In this scenario, a worker with a salary of $44,389 who is losing 35 percent of his salary to taxes has a tax liability of $15,536. After paying the various types of taxes he gets to keep only $28,853 of his salary. With the extra 1 percent growth per year since 1959, if that worker represented the average, his gross salary would be $68,800 and he would get to keep all of it.

It is conceivable that the $4.4 trillion of annual depredations could have caused more than 1 percent annual damage to our economic growth since 1959. What are the implications of a 2 percent negative impact on GDP? If the absence of interventions had added an additional 2 percent annual growth, this would have resulted in 141 percent more output today. The 2005 GDP would have been over $30 trillion and the median family income would now be $107,000. The worker described above with the $44,389 gross salary and the $28,850 of after tax pay, would have an income of $107,000. The depredations have reduced his net income by 73 percent.

The point here is that we cannot precisely know the magnitude of the damages that intervention has on the economy, but we do know that those damages compound over time, resulting in significant negative effects on our prosperity.

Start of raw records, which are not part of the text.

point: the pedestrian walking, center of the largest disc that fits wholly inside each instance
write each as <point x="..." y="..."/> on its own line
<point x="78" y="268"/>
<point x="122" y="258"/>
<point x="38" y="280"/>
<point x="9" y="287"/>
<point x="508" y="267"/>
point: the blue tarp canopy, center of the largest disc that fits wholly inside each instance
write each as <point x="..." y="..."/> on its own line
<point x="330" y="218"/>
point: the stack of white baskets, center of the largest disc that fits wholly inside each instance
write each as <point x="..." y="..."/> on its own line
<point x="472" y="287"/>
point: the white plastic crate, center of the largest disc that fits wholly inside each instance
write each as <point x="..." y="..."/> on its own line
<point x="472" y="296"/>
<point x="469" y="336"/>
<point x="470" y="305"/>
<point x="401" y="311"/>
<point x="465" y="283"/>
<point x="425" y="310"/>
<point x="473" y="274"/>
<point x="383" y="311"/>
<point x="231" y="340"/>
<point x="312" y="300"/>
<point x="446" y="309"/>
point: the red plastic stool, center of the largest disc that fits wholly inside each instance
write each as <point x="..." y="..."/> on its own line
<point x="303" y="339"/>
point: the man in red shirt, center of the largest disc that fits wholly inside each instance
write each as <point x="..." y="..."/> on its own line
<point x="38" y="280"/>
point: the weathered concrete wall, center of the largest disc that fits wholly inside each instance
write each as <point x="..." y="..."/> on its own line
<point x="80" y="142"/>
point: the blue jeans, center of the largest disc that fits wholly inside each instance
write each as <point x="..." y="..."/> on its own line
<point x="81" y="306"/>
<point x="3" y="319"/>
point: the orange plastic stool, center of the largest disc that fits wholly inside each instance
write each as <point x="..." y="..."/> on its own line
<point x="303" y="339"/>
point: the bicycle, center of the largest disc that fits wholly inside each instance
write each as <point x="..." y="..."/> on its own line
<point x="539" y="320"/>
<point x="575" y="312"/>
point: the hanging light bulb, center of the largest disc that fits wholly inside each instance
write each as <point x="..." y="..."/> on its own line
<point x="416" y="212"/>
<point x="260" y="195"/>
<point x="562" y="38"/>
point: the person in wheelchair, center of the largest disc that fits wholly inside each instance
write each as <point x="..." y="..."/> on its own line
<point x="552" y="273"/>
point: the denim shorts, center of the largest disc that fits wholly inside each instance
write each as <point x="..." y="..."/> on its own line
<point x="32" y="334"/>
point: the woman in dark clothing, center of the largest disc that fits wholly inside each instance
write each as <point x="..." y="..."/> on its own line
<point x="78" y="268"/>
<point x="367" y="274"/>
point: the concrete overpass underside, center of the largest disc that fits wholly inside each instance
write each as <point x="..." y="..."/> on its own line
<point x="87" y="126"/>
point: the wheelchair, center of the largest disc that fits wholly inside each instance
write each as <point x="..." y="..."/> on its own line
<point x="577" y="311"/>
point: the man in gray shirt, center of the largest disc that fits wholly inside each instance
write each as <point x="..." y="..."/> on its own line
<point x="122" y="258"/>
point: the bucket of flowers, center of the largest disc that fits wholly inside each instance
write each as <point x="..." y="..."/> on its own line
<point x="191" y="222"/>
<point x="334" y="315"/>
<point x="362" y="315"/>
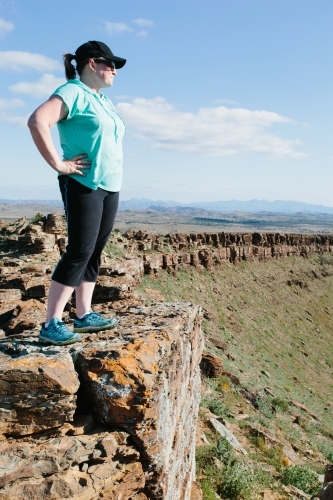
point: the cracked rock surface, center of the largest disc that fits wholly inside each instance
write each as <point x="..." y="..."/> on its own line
<point x="111" y="417"/>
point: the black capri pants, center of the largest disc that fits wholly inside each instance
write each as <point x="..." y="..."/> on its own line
<point x="90" y="216"/>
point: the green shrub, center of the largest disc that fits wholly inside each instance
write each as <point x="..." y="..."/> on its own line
<point x="280" y="403"/>
<point x="264" y="405"/>
<point x="239" y="481"/>
<point x="302" y="477"/>
<point x="327" y="450"/>
<point x="204" y="456"/>
<point x="224" y="451"/>
<point x="215" y="405"/>
<point x="207" y="490"/>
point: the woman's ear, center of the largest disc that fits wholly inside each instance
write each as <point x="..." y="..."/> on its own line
<point x="91" y="64"/>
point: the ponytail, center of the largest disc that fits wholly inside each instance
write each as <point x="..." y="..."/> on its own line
<point x="70" y="70"/>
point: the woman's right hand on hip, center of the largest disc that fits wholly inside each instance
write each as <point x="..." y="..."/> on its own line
<point x="74" y="165"/>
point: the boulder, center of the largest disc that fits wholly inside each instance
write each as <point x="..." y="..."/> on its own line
<point x="28" y="315"/>
<point x="147" y="382"/>
<point x="326" y="493"/>
<point x="211" y="365"/>
<point x="113" y="288"/>
<point x="38" y="387"/>
<point x="99" y="465"/>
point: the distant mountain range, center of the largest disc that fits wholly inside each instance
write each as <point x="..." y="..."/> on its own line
<point x="278" y="206"/>
<point x="254" y="205"/>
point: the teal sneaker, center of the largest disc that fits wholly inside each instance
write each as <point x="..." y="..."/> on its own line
<point x="57" y="333"/>
<point x="94" y="322"/>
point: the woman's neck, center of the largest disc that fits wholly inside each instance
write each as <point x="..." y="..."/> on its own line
<point x="90" y="81"/>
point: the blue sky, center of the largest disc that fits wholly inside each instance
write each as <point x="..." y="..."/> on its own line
<point x="223" y="99"/>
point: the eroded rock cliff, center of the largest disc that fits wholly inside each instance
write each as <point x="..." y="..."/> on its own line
<point x="138" y="389"/>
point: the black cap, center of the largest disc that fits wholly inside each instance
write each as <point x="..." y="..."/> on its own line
<point x="93" y="49"/>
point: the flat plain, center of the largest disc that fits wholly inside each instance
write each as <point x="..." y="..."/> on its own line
<point x="165" y="220"/>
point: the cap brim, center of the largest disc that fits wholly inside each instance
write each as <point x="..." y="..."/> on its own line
<point x="119" y="61"/>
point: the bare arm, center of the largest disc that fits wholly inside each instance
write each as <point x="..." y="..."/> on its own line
<point x="40" y="123"/>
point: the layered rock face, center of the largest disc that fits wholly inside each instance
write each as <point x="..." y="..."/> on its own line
<point x="112" y="417"/>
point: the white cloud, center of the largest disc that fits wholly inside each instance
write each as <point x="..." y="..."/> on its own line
<point x="6" y="105"/>
<point x="216" y="131"/>
<point x="10" y="103"/>
<point x="226" y="101"/>
<point x="41" y="88"/>
<point x="114" y="29"/>
<point x="142" y="34"/>
<point x="19" y="61"/>
<point x="5" y="27"/>
<point x="144" y="23"/>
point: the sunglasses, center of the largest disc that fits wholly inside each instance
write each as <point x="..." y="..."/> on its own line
<point x="109" y="64"/>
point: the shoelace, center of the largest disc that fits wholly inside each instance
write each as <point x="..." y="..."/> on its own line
<point x="61" y="327"/>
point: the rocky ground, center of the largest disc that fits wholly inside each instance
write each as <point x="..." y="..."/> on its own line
<point x="114" y="416"/>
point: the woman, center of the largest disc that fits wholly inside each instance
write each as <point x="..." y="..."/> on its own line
<point x="90" y="175"/>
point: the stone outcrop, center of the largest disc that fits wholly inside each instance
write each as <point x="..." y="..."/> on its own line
<point x="98" y="465"/>
<point x="114" y="416"/>
<point x="141" y="383"/>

Those of us making the case for liberty have logic, history and morality on our side. Government intervention is immoral and should be stopped for that reason alone. However, the economic costs of the intervention are also important. Part of the appeal of freedom is that it leads to tremendously higher standards of living and these numbers show that government interventions that cause seemingly small amounts of harm, over time, impoverish a society.


Mark Brandly teaches economics at Ferris State University and is an adjunct scholar of the Mackinac Center for Public Policy, a research and educational institute headquartered in Midland, Mich.